MANTOVA. Il rientro degli studenti nelle aule delle scuole superiori non sembra aver prodotto grossi problemi a scuole e aziende di trasporto. Un esito, per la verità, prevedibile, visto che soltanto il 50% degli iscritti è tornato alle lezioni in presenza. E questa considerazione spinge i presidi delle scuole superiori mantovane, in particolare quelli del capoluogo (dove si concentra il maggior numero di istituti con il conseguente flusso di studenti pendolari più consistente) ad auspicare che anche la prossima settimana si prosegua con questo sistema.

Invece da lunedì 1 febbraio potrebbero scattare alcune novità: il doppio orario d’ingresso e l’innalzamento delle presenze al 75%. Condizionale d’obbligo, visto che questa decisione spetta soltanto al tavolo provinciale sulla scuola presieduto dal prefetto. Il tavolo non è ancora stato convocato, ma i dirigenti si aspettano che la chiamata avvenga nelle prossime ore. D’altronde studenti e famiglie, che in questi mesi hanno vissuto con grande disorientamento il continuo cambio di direttive di governo e Regione sulla presenza a scuola, hanno bisogno di stabilità e certezze.
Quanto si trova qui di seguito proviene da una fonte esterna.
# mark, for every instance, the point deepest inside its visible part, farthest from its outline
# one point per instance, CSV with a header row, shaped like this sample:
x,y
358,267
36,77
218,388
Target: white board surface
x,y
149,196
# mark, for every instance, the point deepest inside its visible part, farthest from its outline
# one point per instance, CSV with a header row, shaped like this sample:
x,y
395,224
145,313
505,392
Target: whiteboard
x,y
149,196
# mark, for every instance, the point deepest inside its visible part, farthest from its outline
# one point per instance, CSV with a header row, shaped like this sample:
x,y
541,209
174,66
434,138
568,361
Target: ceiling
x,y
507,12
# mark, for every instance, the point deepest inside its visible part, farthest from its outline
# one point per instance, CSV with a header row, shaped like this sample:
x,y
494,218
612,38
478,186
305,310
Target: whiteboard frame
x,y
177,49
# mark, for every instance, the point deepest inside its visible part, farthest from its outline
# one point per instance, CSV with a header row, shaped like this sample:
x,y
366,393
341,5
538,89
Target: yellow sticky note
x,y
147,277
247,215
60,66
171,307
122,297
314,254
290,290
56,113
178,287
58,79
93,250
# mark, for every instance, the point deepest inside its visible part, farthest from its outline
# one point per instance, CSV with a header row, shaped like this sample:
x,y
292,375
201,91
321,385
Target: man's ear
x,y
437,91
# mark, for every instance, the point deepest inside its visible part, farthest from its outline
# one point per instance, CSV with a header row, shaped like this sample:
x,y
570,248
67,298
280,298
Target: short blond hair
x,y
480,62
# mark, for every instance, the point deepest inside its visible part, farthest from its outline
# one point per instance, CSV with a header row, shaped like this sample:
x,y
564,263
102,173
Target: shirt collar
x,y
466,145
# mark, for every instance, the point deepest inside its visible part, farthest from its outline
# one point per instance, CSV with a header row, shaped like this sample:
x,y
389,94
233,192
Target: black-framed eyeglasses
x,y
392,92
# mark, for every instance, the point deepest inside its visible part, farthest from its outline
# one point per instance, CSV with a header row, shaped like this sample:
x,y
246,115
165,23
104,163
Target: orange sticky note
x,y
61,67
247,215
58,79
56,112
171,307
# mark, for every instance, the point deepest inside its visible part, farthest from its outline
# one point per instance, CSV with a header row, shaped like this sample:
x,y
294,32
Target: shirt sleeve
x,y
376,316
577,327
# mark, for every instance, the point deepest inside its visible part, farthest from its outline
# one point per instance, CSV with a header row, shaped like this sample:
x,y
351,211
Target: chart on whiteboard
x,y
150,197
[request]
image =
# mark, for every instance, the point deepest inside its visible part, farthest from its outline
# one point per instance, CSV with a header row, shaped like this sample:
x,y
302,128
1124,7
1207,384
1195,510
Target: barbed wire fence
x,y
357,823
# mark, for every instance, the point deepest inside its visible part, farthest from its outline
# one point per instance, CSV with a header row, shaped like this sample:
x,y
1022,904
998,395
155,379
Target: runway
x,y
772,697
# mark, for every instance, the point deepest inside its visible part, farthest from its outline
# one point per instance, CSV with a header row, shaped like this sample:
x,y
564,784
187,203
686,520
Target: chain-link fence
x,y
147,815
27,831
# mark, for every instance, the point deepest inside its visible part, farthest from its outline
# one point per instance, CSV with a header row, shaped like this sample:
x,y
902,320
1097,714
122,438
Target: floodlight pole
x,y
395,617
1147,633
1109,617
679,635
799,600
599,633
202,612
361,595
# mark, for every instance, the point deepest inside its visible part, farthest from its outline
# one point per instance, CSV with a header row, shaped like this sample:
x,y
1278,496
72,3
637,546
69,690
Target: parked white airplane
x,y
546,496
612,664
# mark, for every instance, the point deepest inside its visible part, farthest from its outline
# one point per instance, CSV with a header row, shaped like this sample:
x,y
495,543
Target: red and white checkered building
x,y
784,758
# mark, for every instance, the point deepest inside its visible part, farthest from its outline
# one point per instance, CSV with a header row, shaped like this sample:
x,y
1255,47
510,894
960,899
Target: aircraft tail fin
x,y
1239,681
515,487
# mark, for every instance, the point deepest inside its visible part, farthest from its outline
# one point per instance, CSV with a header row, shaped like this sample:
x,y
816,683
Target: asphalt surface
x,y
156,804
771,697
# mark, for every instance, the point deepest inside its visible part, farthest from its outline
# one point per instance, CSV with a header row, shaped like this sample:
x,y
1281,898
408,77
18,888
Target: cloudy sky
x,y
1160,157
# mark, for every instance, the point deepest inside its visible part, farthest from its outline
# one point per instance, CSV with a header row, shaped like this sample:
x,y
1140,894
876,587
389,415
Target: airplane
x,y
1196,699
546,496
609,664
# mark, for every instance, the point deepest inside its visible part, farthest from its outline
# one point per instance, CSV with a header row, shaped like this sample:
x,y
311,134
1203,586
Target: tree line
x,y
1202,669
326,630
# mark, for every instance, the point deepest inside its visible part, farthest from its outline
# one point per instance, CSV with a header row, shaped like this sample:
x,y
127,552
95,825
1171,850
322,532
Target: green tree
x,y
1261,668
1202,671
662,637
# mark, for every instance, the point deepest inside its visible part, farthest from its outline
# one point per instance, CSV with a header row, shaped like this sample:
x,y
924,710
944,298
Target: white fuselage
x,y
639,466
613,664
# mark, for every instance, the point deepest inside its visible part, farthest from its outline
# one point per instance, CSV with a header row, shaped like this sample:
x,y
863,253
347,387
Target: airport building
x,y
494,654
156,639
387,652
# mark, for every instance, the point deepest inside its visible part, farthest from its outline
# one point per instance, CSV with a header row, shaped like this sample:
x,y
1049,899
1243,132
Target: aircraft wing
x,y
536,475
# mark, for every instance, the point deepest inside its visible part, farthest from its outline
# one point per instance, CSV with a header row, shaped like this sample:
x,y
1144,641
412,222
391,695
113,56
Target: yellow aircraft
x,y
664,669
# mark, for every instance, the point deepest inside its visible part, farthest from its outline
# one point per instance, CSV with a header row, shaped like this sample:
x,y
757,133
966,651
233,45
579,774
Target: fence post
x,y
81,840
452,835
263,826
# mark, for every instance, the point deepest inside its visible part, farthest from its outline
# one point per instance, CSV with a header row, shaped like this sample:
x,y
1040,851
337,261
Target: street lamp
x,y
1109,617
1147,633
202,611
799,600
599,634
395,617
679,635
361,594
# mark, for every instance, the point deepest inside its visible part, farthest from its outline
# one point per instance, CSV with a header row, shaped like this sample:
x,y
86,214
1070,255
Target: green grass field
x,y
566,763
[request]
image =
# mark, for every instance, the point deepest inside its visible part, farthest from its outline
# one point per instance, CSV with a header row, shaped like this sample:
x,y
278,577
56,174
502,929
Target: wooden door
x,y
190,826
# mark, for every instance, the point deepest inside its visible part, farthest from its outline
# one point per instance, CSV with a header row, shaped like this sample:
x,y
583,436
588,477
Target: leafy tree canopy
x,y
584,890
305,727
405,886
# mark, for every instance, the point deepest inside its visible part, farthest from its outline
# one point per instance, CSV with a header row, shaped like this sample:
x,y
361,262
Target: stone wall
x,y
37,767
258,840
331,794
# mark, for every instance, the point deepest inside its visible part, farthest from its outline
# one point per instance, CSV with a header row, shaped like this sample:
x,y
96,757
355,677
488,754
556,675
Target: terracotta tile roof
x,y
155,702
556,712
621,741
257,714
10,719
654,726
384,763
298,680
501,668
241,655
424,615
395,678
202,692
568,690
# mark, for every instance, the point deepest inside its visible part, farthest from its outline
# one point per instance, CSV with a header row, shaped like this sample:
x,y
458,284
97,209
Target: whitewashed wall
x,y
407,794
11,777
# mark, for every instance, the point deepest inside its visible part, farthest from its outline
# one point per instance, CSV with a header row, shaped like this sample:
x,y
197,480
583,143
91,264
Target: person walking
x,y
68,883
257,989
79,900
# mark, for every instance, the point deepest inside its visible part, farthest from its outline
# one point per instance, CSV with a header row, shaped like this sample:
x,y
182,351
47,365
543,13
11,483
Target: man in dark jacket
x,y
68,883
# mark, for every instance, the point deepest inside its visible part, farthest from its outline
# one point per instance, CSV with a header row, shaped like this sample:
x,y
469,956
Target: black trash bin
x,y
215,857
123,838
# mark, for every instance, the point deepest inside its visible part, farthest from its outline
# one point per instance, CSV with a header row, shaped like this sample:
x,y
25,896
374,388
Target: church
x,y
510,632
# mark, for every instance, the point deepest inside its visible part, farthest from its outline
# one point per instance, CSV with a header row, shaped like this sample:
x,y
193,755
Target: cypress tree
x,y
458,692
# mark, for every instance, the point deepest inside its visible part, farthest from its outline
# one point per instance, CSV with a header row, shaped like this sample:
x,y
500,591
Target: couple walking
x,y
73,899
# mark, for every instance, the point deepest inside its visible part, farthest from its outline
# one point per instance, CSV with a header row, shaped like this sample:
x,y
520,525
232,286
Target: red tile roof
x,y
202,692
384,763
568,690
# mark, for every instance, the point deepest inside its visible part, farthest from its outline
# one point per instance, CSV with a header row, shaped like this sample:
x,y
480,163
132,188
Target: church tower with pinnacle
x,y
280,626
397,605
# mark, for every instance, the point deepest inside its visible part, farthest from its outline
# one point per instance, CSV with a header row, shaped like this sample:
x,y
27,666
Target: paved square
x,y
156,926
I dirigenti delle scuole del capoluogo si sono confrontati informalmente per fare il punto della situazione. La posizione dei presidi (non solo quelli mantovani, peraltro) è nota da tempo: rientro in presenza per la metà degli studenti. Questa soluzione consente – è il loro ragionamento – di evitare il doppio turno d’ingresso (che inevitabilmente comporta disagi per studenti, famiglie e corpo docente) studiato per ridurre la presenza di pendolari sui mezzi di trasporto e alle fermate dei bus. Dimezzando il numero di studenti nelle aule risulta anche più semplice garantire tutti i protocolli di sicurezza anticovid.

Ma allora perché far tornare a scuola il 75 per cento dei ragazzi? È la percentuale prevista dal Dpcm (che aveva raccolto le istanze del ministro Azzolina) lo scorso dicembre. Per questo motivo scuole, agenzia del trasporto pubblico locale e Apam avevano studiato un piano per garantire il trasporto degli studenti pendolari senza creare assembramenti e senza lasciare a piedi nessuno. Il sistema del doppio turno d’ingresso (alle 8 e alle 10), da applicare nelle scuole del capoluogo, è quello che sarebbe dovuto partire dopo le vacanze di Natale.

Lo stesso prefetto aveva emesso un’ordinanza che dava il via libera al piano. Si sarebbe partiti con una settimana di prove generali col 50% delle presenze per poi passare al 75% richiesto dal Dpcm. Ma l’ordinanza della Regione prima e quella del ministero poi (la famosa zona rossa) hanno fermato tutto.

Nel frattempo la posizione del governo sulla quota di studenti in presenza si è ammorbidita. L’obiettivo resta il 75 per cento, ma viene consentito anche il 50 con l’impegno ad aumentare progressivamente la quota. Al momento non è chiaro cosa accadrà lunedì primo febbraio. Deciderà il tavolo. Famiglie e studenti sperano che le novità non arrivino all’ultimo momento.